16. Éplucher des échalotes

 

C’était au tour de l’écrivain Charles-Edouard Arlan de passer à la casserole. Vu sa corpulence, il aurait fallu une marmite, un gros faitout. Je lui gardais encore un peu de rancune de sa chute d’hystérique. Le fait qu’il ait passé la soirée en compagnie de la victime me le rendait bien sûr intéressant. Ce qu’il me dit, à peine entré dans la salle, me le rendit antipathique.

– Non, mais c’est incroyable ! Où va-t-on ? Cette patronne d’auberge de province qui vient de me demander d’éplucher des échalotes !

– Monsieur, nous ne sommes plus en voyage touristique. Il s’agit maintenant de faire la lumière sur la mort du locataire de la chambre numéro 4. Les personnes aptes à cette tâche que sont messieurs Madédée et Magogneau, et moi-même, ont besoin de se restaurer. Vous suivrez bien les instructions de madame Grumillon sous peine d’entrave au bon fonctionnement de la justice.

– Non, mais c’est incroyable !

– Que dis-je… au bon service de la vérité. Bien, passons aux autres choses sérieuses : nom, prénoms, âge, domicile, qualité ?

– Mais…

– Dépêchez-vous, mon dictaphone est en marche.

– Arlan, Charles-Edouard, soixante ans, domicilié à Paris, je suis écrivain.

– Vivez-vous de votre plume ?

– Mais enfin ! Pour qui me prenez-vous ? Évidemment que je vis de mon art ! Vous devriez lire un peu plus, gendarme. Et si vous fréquentiez des librairies, vous sauriez que, chaque année en septembre, le best-seller du moment porte mon nom. De plus, outre mes romans, j’écris aussi pour le théâtre et la presse nationale, sans parler de mes essais, ni de ma poésie.

– Quand êtes-vous arrivé à Bayencourt ?

– Hier, dans l’après-midi, en taxi.

– Bien. Connaissiez-vous la victime ?

– Non, pas vraiment. Pour ainsi dire pas du tout. J’ai croisé ce monsieur à l’auberge des Quatre Étoiles, c’est tout.
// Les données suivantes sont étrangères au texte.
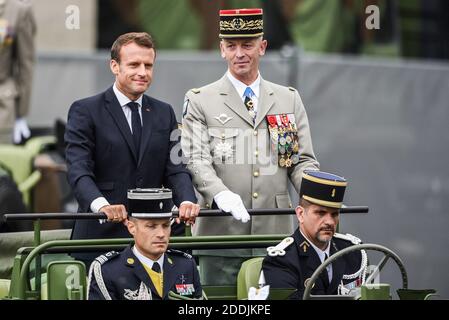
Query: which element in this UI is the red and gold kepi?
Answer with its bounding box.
[220,8,263,38]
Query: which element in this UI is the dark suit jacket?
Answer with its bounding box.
[88,247,202,300]
[262,229,362,299]
[65,87,196,244]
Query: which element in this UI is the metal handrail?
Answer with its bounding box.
[4,206,369,221]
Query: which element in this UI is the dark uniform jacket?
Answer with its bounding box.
[65,87,196,260]
[88,247,202,300]
[262,229,362,299]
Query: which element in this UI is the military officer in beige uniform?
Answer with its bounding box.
[182,9,319,285]
[0,0,36,143]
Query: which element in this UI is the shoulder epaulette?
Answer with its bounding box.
[267,237,295,257]
[167,249,193,259]
[334,232,362,244]
[95,251,120,265]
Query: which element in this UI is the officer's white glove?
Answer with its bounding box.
[214,190,251,223]
[13,118,31,144]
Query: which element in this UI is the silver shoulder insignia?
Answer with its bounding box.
[334,232,362,244]
[87,251,120,300]
[267,237,295,257]
[123,282,153,300]
[95,251,120,265]
[167,249,193,259]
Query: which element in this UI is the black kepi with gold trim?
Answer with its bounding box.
[299,170,348,208]
[128,188,173,219]
[219,9,263,38]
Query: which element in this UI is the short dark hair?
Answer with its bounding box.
[111,32,156,63]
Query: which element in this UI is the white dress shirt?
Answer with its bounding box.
[300,230,332,283]
[90,83,192,215]
[90,83,143,212]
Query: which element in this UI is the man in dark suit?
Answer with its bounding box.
[262,171,367,299]
[65,33,199,264]
[88,189,202,300]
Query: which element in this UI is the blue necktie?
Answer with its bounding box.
[243,87,256,123]
[127,102,142,156]
[151,262,161,273]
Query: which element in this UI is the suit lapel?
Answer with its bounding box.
[328,241,346,294]
[105,87,137,162]
[255,79,274,127]
[220,75,253,127]
[137,95,154,166]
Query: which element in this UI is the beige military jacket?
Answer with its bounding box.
[181,75,319,255]
[0,0,36,139]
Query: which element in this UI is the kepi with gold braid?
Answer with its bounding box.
[219,8,263,38]
[128,188,173,219]
[299,171,348,208]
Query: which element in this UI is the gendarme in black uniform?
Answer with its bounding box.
[262,171,366,299]
[89,247,202,300]
[88,189,202,300]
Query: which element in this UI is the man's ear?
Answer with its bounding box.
[109,59,120,76]
[295,206,305,223]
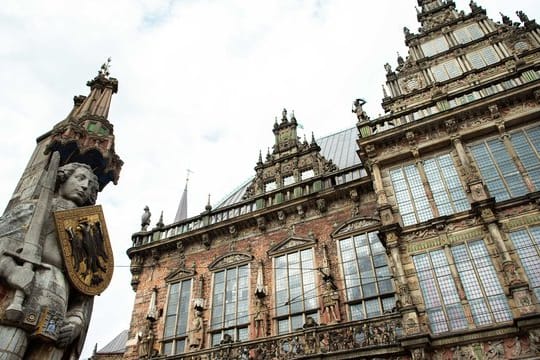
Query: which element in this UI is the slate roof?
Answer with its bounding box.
[97,330,129,354]
[214,127,361,209]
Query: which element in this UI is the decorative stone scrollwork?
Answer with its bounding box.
[317,199,327,214]
[207,318,401,360]
[257,216,266,231]
[201,234,212,250]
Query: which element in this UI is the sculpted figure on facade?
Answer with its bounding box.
[137,321,155,359]
[0,161,101,359]
[253,297,268,338]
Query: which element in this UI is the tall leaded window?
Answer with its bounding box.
[421,36,448,56]
[274,248,318,334]
[413,240,512,334]
[390,154,469,225]
[413,250,467,334]
[470,127,540,201]
[454,23,484,44]
[390,164,433,225]
[511,126,540,190]
[424,154,470,215]
[465,45,500,69]
[510,226,540,301]
[431,59,463,81]
[452,240,512,326]
[210,265,249,345]
[338,232,396,320]
[163,279,191,355]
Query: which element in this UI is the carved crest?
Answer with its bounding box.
[268,235,317,256]
[54,205,114,295]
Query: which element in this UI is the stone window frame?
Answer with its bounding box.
[465,45,501,70]
[452,22,485,45]
[162,277,194,355]
[468,125,540,201]
[272,246,320,335]
[420,35,450,57]
[208,251,253,346]
[412,238,513,335]
[388,151,470,226]
[332,226,396,321]
[508,228,540,302]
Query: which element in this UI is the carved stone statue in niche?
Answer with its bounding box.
[322,281,341,324]
[188,310,204,351]
[253,298,268,338]
[137,321,155,359]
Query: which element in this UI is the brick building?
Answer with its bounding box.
[124,0,540,359]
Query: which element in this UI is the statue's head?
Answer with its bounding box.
[56,163,99,206]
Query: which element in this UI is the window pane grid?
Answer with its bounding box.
[511,126,540,190]
[210,265,249,340]
[452,240,512,326]
[163,279,191,355]
[413,250,467,334]
[274,249,318,334]
[510,226,540,299]
[339,232,395,320]
[471,139,527,201]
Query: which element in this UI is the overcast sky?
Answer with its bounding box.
[0,0,539,357]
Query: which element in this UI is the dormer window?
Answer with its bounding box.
[283,175,294,186]
[454,23,484,44]
[465,46,500,69]
[431,59,463,82]
[300,169,315,181]
[264,181,277,192]
[420,36,448,56]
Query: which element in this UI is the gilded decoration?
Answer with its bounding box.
[330,218,381,238]
[208,251,253,271]
[268,235,317,256]
[54,205,114,295]
[403,223,485,253]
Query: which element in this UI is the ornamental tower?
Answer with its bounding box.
[6,59,123,211]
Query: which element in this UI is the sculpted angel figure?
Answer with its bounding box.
[0,160,99,360]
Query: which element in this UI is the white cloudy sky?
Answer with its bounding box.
[0,0,539,356]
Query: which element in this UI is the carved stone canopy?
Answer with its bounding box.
[244,109,337,199]
[268,235,317,256]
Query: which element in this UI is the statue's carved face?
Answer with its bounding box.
[58,167,98,206]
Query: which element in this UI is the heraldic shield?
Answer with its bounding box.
[54,205,114,295]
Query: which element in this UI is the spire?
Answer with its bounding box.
[45,58,124,190]
[174,169,193,222]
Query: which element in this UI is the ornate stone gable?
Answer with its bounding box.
[268,235,317,256]
[244,109,337,199]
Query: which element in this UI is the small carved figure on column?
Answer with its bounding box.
[137,321,154,359]
[188,310,204,351]
[322,281,341,324]
[141,206,152,231]
[253,298,268,338]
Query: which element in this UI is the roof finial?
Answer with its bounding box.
[381,84,388,98]
[205,194,212,211]
[516,10,529,23]
[397,51,405,67]
[156,210,165,229]
[499,12,512,26]
[311,131,317,146]
[291,110,296,124]
[98,56,111,78]
[281,108,287,122]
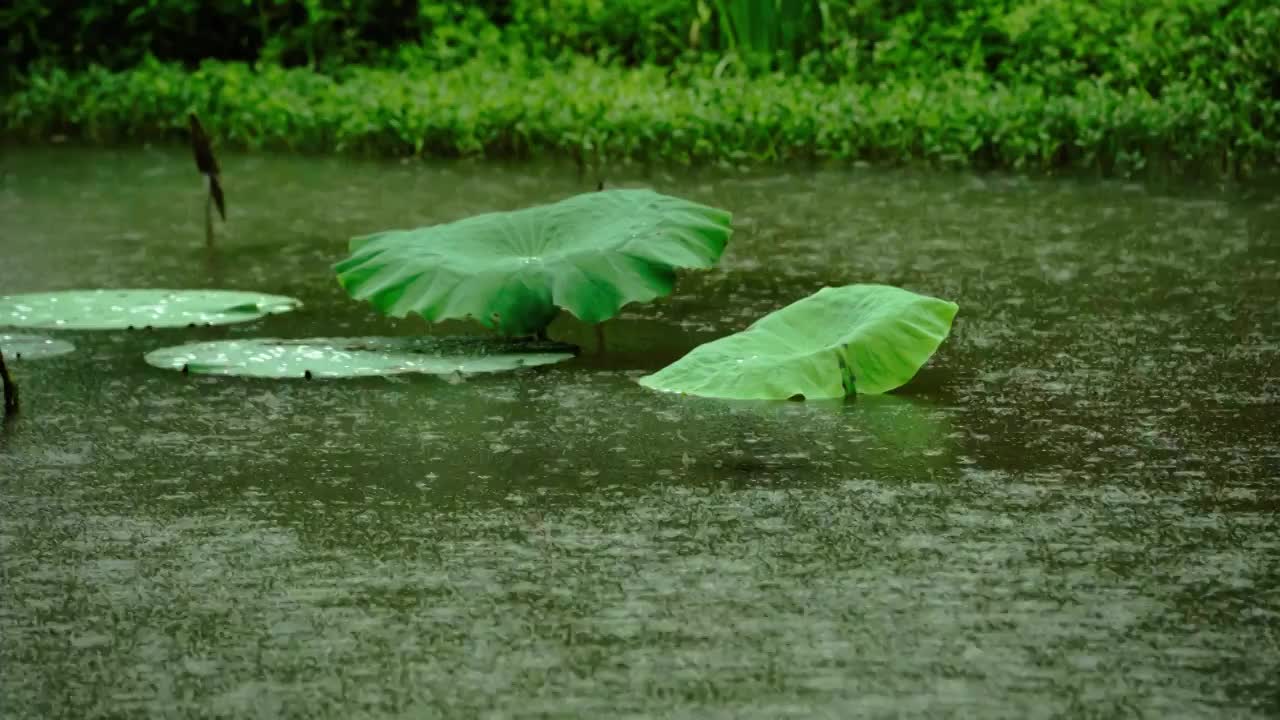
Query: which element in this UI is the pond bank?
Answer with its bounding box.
[3,59,1280,178]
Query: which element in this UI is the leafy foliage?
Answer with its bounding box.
[4,50,1280,176]
[334,190,732,336]
[0,0,1280,176]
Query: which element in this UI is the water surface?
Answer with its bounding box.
[0,142,1280,719]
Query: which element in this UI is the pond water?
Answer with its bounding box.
[0,142,1280,719]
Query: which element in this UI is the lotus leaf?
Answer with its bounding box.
[146,337,576,378]
[334,190,732,336]
[0,290,301,331]
[640,284,959,400]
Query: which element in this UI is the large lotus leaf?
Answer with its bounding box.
[0,333,76,360]
[0,290,301,331]
[334,190,732,336]
[146,337,576,378]
[640,284,959,400]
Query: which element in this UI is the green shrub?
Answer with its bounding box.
[4,59,1280,176]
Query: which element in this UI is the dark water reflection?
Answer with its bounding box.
[0,147,1280,717]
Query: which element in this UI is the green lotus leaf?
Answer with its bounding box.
[0,333,76,360]
[145,337,577,378]
[334,190,732,336]
[640,284,959,400]
[0,290,302,331]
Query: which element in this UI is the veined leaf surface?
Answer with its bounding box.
[640,284,959,400]
[146,337,576,378]
[334,190,732,336]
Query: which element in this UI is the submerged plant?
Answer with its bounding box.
[640,284,959,400]
[146,337,577,379]
[334,190,732,336]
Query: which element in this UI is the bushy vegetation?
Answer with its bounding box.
[0,0,1280,174]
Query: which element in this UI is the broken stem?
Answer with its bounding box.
[205,176,214,247]
[0,351,18,418]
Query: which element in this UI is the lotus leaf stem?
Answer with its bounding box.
[0,351,18,418]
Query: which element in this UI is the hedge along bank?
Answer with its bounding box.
[4,59,1280,176]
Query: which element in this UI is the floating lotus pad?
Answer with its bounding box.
[146,337,577,378]
[334,190,733,336]
[640,284,959,400]
[0,290,302,331]
[0,333,76,360]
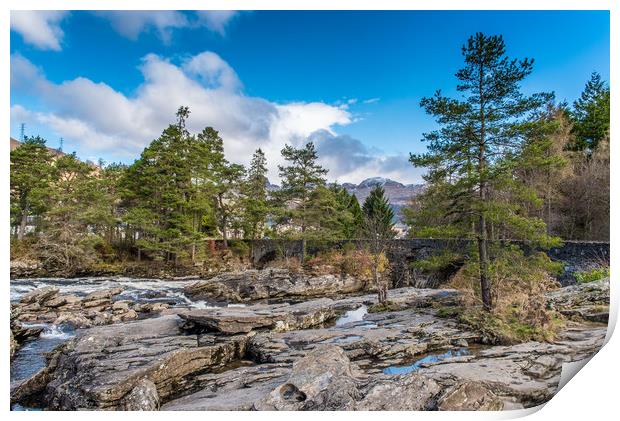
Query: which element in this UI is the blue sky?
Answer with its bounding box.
[11,11,609,182]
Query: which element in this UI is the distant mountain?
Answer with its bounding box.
[267,177,424,222]
[342,177,424,207]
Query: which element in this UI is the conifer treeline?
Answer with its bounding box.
[11,107,393,267]
[11,34,610,272]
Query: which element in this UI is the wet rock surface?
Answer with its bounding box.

– Et que faisiez-vous hier soir à sa table ?

– Hier soir ? Ah oui ! Eh bien, comme il dînait seul, il m’a invité à me joindre à lui. J’ai accepté.
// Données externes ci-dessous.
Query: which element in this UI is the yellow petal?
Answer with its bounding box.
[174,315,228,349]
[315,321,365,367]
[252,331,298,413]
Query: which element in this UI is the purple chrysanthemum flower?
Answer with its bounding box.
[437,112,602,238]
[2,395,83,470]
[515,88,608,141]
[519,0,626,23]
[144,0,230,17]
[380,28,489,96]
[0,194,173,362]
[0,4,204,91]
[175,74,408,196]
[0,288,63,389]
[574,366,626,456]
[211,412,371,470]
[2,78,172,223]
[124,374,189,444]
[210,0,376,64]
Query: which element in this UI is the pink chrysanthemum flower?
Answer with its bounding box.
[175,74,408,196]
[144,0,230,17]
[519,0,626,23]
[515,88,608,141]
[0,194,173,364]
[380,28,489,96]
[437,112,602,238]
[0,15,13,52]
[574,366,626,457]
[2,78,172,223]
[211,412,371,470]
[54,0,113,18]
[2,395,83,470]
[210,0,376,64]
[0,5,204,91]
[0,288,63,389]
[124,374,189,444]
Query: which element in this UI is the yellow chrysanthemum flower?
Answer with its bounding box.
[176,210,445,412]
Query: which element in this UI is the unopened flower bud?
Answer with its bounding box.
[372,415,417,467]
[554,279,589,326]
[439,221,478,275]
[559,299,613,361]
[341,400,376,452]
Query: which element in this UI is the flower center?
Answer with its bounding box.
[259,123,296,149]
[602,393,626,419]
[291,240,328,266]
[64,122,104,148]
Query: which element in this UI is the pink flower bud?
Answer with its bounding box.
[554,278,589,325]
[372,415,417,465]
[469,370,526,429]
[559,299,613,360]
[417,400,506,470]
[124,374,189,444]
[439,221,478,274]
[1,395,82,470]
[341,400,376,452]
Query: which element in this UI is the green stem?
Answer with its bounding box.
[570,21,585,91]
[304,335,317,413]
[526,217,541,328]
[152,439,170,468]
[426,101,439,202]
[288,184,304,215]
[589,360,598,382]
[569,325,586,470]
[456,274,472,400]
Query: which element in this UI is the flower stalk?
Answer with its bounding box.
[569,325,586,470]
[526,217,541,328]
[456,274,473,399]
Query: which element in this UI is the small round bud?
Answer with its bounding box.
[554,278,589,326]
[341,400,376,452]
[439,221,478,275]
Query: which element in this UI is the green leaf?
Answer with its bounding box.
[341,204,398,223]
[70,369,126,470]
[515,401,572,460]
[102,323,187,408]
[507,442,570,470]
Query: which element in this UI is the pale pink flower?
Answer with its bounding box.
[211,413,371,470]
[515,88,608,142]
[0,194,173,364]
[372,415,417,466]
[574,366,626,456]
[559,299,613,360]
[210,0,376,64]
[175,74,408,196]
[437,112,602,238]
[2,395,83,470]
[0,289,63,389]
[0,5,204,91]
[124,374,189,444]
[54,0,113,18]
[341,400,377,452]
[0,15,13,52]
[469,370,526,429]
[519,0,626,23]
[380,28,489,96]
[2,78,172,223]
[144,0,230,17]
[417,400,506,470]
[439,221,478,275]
– Venez-vous souvent dans les Ardennes en général, et à Bayencourt en particulier ?

L’écrivain ne répondit pas tout de suite. De toute évidence, il réfléchissait à ce qu’il devait dire. Son début de phrase…

– J’avoue…

… me laissa espérer beaucoup…

– J’avoue venir tous les ans à la même époque passer une nuit ou deux à l’auberge des Quatre Étoiles. Voyez-vous, fin juin a lieu un événement culturel d’une certaine importance pour lequel il me faut me préparer. Je viens ici prendre l’air et quelques forces en vue de cet événement.

– Et quel est-il, cet événement ?

– Ma conférence de presse, évidemment, annonçant que je viens de finir mon dernier roman et que celui-ci sera en librairie début septembre.

– De quoi avez-vous parlé hier soir à table ?

– Oh vous savez, j’ai surtout écouté. Il m’a bassiné pendant tout le repas avec sa vie. Assez ennuyant, en fin de compte.

– N’avez-vous rien remarqué cependant qui puisse éclairer d’une manière ou d’une autre l’enquête ?

– Non, je ne vois pas.

– N’y aurait-il pas dans votre conversation d’hier soir à table des éléments que l’on pourrait maintenant qualifier de remarquables ?

– Aucun.

– Je vous remercie, monsieur Arlan. Vous pouvez retourner à la cuisine éplucher les échalotes.

– Ne pourrais-je pas au moins retourner dans ma chambre pour faire un brin de toilette.

– Non. Pas maintenant. Plus tard peut-être.